2006 Fiscal Year Annual Research Report
半導体量子ドットを用いたオプティカル電気化学測定法の開発
Project/Area Number |
18201022
|
Research Institution | Osaka University |
Principal Investigator |
桑畑 進 大阪大学, 大学院工学研究科, 教授 (40186565)
|
Co-Investigator(Kenkyū-buntansha) |
橘 泰宏 大阪大学, 大学院工学研究科, 講師 (30359856)
小谷松 大祐 大阪大学, 大学院工学研究科, 助手 (80333847)
|
Keywords | 量子ドット / オプティカル電気化学測定 / 量子サイズ効果 / バンドギャップ蛍光 / バイオセンシング / サイズ選択光エッチング法 |
Research Abstract |
本申請者のグループは、「サイズ選択光エッチング法」という独自の半導体超微粒子の粒子サイズ調整法を開発しており、半導体超微粒子の伝導帯下端と価電子帯上端のエネルギー位置を数ミリボルト間隔で変化させることができる。
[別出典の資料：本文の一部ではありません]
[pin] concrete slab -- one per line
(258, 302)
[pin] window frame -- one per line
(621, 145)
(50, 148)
これと、レドックス種によるバンドギャプ蛍光の消光挙動を利用して、半導体量子ドットを用いた新規なオプティカル電気化学測定法を開発することが、本研究の目的である。本年度は、以下の研究成果を得た。 1.CdTe量子ドットの合成と粒径制御 メルカプトプロピオン酸を安定化剤に用い、CdCl_2水溶液とNaHTe水溶液を反応させることにより、CdTe超微粒を合成した。これを還流することにより、粒径を充分に大きくした。溶液をpH13程度のアルカリ性にして、Xeランプ光をモノクロメータに透過させて単色光を得、それを照射することで光エッチングを行った。充分に光エッチングを行い、蛍光スペクトル測定を行うと、照射した単色光の波長を650nmから540nmへのブルーシフトするに従い、蛍光スペクトルのピークはブルーシフトすることを見出した。そして、1nm間隔でバンドギャップ調整を行うことに成功した。 2.量子ドットとレドックス種間の電子移動反応 量子ドットを分散させた溶液に、種々のレドックス種を溶解することで蛍光強度変化を調べた。その結果、種々のキノン類が消光作用を示すこと、ならびに、H_2O_2やNADHなど、生体反応に関連する物質も消光を行うことを見出した。そして、それらの種の濃度と消光の度合いとの関係についてのキャリブレーション線を求めた。 3.H_2O_2およびNADHによる消光を利用したバイオセンシング 量子ドットを分散させた溶液にグルコースオキシダーゼを溶かし、そこへグルコースを溶解して量子ドットの蛍光強度変化を測定した。グルコース濃度が高くなるにつれて、グルコースオキシダーゼによる反応でH_2O_2が生成し、その結果量子ドットの蛍光強度が減少することを見出した。すなわち、オプティカルバイオセンシング測定を行うことのできる可能性を見出した。同様な方法によって、グルコースデヒドロゲナーゼとNADHによるセンシングも可能であることを見出した。